The opposite is also true, and bow-legged or cowhocked animals will experience uneven claw wear and tear, resulting in lameness. Another condition that affects beef cattle is corkscrew, in which one claw does not match the other on the same foot. In this condition, the point of the one curls toward the other, and this repeats on the other foot.
The cause of this condition could be genetics or nutrition. The best way to identify the origin of corkscrew is to move the animal to an area with a harder surface, or to change its feeding regime. The animal should also have its hooves trimmed by a qualified bovine trimmer.
“The animal should be evaluated after at least eight weeks. Should these conditions recur after eight to 10 weeks, it is most likely a genetic condition, and the animal is not suitable for breeding,” says Leeuw.
Dr Magdaleen Wepener of the ARC’s Animal Production Institute says it is vital that farmers be well educated in identifying an animal that is having problems with its feet.
According to Van Zyl, the first sign of a hoof problem is as subtle as the cow simply arching her back when walking.
“Cows can be treated with anti-inflammatory medication and hoof blocks placed on the healthy claw to relieve pressure on the injured claw.
“The treatment of ‘blocking’, where a wooden block is fitted to the healthy claw to rest the claw being treated, is very effective. The block is fitted with a very strong adhesive. It stays on for approximately five weeks to allow for effective healing, while the injured claw is wrapped with a bandage. This must be done by a qualified and competent trimmer,” he says.
Leeuw says it is important to seek immediate relief for cattle that have hoof problems. He advises farmers to consult with a veterinarian or animal health technician. “Prevention is always preferred, but a subclinical condition is difficult to assess and needs input from a veterinarian. Prevention is achieved by ensuring hoof trimming is done in time and proper nutrition is in place to ward off lameness and laminitis.” Leeuw adds that as muddy conditions also impact on hoof health, farmers should ensure that water can drain out of pens quickly. He says that as abrasive surfaces, concrete or gravel can lead to hoof injuries or abnormal wearing, time spent on such surfaces should be limited or avoided.
Wepener says treatments with foot baths can be effective where proper concentrations of agents are maintained in the mixture. Early treatment with pressure relief and anti-inflammatory medication has also proved to be effective.
Nutrition plays an important role in hoof health and according to Leeuw, amino acids; fatty acids; vitamins, especially vitamin B; minerals, such as calcium; and trace minerals, such as zinc and copper, are important to promote normal hoof growth and strength.
“These components of the feed ration are involved in the keratinisation process, which ensures healthy horn growth.”

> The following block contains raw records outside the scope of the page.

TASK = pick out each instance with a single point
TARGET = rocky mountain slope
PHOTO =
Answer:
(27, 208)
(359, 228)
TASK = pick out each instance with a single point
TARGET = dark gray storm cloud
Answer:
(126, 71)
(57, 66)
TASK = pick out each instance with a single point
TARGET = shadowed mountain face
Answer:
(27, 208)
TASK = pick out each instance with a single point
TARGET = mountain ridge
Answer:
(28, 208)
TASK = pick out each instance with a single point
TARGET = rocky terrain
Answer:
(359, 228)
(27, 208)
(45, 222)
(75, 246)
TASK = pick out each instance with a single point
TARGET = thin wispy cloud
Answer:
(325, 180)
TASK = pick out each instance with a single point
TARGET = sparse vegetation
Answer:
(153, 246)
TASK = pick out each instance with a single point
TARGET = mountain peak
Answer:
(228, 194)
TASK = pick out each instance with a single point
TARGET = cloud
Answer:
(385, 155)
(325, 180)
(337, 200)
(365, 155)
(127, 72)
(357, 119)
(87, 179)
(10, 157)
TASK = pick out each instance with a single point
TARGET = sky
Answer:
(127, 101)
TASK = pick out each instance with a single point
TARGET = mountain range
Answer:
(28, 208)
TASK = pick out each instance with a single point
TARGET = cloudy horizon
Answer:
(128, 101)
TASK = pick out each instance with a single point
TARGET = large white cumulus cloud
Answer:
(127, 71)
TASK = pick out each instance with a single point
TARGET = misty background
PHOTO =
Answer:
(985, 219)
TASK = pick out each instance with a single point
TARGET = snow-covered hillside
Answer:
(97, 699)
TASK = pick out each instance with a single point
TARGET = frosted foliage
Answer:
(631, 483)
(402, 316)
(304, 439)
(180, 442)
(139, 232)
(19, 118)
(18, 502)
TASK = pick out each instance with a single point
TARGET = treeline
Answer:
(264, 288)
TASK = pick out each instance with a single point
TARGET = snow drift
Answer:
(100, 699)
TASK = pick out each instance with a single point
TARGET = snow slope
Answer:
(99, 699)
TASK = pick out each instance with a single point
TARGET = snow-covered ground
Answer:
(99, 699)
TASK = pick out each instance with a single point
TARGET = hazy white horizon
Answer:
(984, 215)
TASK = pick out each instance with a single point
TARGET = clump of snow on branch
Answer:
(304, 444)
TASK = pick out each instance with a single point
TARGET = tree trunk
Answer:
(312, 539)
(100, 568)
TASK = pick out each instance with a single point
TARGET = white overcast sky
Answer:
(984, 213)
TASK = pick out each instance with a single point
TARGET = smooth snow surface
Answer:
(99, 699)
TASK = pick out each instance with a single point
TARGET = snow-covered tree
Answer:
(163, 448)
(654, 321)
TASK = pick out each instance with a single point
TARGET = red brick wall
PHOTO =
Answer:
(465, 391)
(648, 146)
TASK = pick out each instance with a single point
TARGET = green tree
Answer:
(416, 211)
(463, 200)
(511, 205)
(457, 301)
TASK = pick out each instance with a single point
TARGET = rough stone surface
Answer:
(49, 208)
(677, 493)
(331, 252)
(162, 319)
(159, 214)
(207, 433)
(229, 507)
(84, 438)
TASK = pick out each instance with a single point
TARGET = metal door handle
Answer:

Leeuw says that energy metabolism is a factor; too much concentrate can cause acidosis or subclinical acidosis, and may result in laminitis.

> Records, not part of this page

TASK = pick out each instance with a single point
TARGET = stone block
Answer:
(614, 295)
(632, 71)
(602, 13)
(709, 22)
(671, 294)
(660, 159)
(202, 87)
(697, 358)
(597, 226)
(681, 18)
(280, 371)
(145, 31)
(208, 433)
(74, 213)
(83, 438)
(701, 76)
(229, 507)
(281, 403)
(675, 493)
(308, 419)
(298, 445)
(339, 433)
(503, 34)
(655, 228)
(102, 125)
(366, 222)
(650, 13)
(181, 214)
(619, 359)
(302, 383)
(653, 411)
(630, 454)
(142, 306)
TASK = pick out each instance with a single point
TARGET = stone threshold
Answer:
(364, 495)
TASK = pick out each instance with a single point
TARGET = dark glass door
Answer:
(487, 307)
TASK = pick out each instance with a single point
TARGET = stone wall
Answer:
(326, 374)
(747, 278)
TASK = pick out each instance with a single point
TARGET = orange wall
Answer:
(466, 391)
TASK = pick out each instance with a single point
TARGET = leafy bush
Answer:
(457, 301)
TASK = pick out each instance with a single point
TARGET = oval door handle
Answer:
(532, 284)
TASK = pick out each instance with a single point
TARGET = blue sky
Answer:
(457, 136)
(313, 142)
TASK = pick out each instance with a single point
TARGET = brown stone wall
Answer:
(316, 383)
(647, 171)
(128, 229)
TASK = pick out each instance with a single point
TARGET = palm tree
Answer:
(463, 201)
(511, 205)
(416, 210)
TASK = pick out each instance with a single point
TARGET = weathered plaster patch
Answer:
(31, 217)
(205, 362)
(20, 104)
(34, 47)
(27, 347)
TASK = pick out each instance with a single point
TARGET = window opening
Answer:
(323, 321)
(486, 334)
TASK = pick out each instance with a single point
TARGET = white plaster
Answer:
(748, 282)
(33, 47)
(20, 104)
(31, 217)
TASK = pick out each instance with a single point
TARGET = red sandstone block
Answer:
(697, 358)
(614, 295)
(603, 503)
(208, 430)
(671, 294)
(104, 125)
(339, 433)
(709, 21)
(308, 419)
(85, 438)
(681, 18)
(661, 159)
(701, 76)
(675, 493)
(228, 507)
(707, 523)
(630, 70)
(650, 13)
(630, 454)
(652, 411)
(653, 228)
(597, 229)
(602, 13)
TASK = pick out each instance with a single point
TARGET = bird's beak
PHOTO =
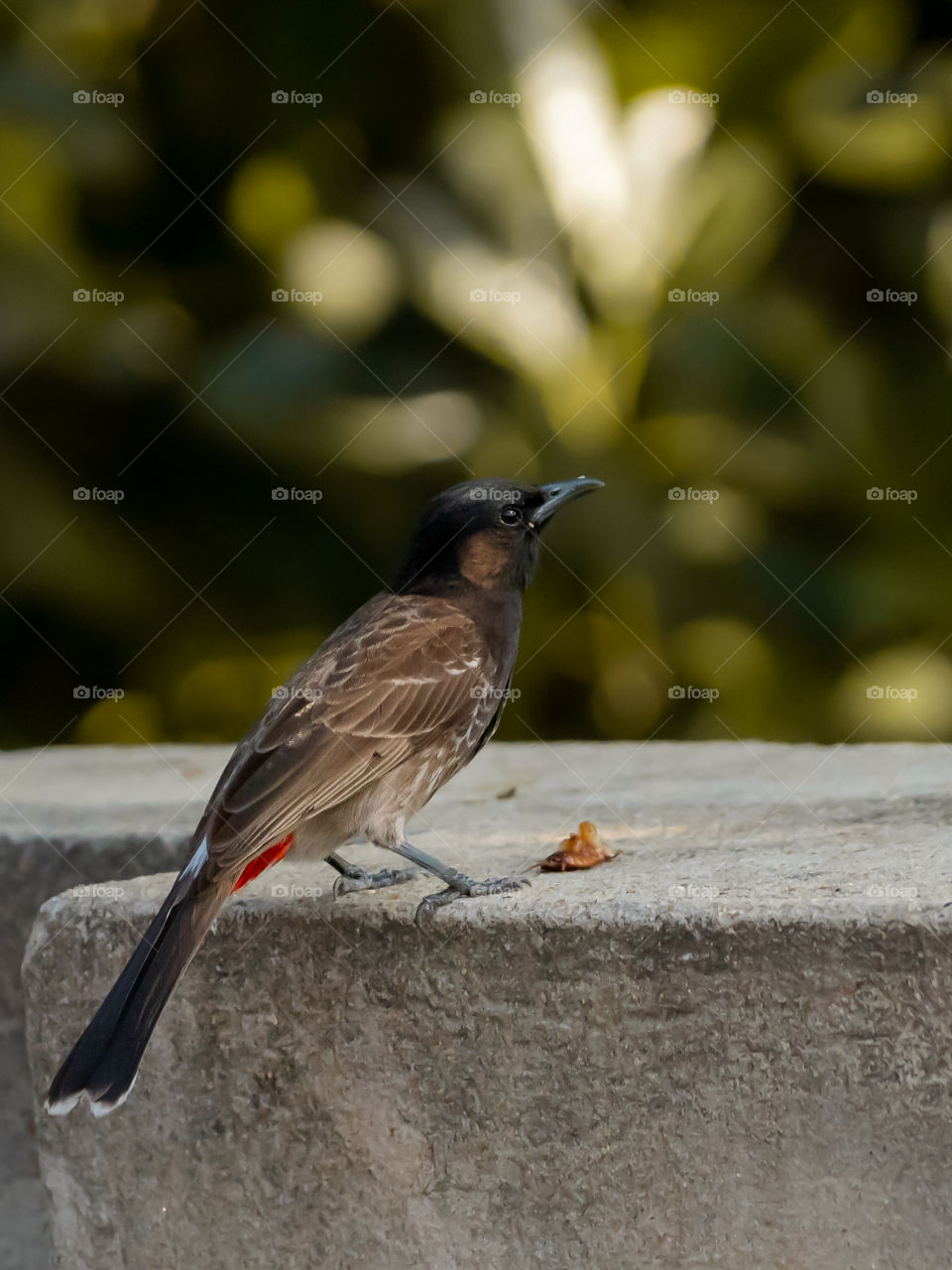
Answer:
(560, 493)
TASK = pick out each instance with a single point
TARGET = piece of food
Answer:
(581, 849)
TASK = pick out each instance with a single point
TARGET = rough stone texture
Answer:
(729, 1047)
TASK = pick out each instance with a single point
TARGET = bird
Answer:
(395, 701)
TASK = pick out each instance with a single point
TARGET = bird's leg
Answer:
(457, 884)
(354, 878)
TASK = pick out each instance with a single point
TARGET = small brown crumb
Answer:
(581, 849)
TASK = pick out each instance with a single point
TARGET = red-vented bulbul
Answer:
(389, 707)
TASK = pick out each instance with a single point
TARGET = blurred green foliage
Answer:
(480, 285)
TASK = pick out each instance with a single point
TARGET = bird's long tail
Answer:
(103, 1064)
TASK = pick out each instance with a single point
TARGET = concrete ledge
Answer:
(729, 1047)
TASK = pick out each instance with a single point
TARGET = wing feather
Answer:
(400, 671)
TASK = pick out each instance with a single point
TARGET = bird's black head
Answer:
(484, 534)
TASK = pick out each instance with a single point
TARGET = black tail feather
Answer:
(104, 1061)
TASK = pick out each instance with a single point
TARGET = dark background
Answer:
(811, 610)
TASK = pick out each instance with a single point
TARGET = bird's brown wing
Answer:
(367, 699)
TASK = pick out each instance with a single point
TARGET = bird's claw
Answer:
(363, 880)
(465, 888)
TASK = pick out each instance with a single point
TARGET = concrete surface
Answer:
(729, 1047)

‘ABRASIVE SURFACES, CONCRETE OR GRAVEL CAN LEAD TO INJURIES OR ABNORMAL WEARING OF THE HOOVES’
He adds that the basics of good hoof care, prevention and control strategies include environmental control such as good housing for cattle, where the cows are provided with a dry, ventilated environment; making sure there is no mud around feeding and water troughs; and making sure that cows are able to lie down on soft and dry underfoot conditions.

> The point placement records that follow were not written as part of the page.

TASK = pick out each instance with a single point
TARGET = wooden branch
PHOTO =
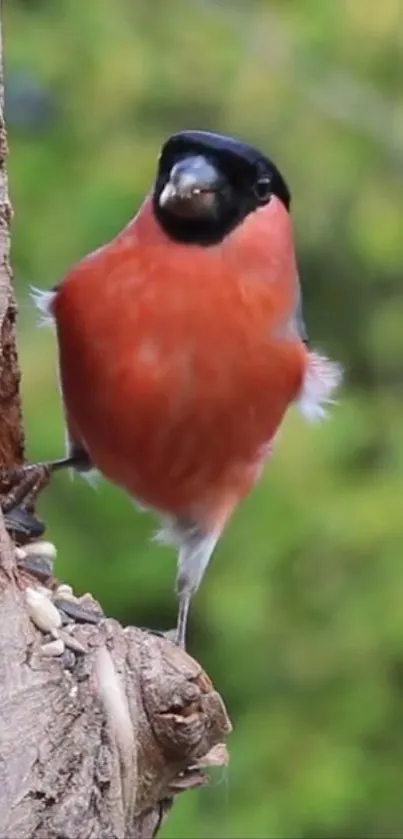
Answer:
(11, 431)
(98, 744)
(97, 738)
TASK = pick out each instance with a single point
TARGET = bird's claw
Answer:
(22, 485)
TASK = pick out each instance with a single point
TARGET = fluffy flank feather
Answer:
(322, 378)
(43, 301)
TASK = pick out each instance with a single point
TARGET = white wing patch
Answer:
(321, 380)
(43, 301)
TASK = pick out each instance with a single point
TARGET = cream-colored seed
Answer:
(42, 611)
(46, 549)
(53, 648)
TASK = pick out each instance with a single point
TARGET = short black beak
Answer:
(189, 178)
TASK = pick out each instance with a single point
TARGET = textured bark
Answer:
(99, 750)
(93, 745)
(11, 433)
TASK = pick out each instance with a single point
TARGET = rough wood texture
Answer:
(100, 750)
(92, 746)
(11, 432)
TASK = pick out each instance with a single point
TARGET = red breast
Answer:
(178, 362)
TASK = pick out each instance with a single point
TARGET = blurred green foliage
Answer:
(300, 620)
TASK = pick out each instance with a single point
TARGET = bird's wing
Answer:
(299, 316)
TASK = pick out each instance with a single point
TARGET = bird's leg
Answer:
(20, 488)
(195, 551)
(24, 483)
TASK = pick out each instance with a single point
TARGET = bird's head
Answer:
(207, 184)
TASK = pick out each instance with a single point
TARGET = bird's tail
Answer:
(321, 380)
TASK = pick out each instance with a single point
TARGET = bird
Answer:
(182, 345)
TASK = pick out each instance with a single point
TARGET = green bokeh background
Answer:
(300, 620)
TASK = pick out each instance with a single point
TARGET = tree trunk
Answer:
(101, 727)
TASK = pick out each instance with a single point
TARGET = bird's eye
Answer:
(262, 189)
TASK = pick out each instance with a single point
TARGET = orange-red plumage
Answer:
(178, 366)
(181, 343)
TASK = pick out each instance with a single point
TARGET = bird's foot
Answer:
(22, 485)
(181, 625)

“Most cattle spend the majority of their time lying down (up to 18 hours per day), thus the environment must fit their behaviour. During periods of heat stress, cattle tend to stand longer to increase the body surface area that can dissipate heat,” Leeuw says.
Longer standing can exacerbate hoof problems and hoof health issues. Therefore, it is also important to provide shelter that can provide up to 6m2 of shade per animal.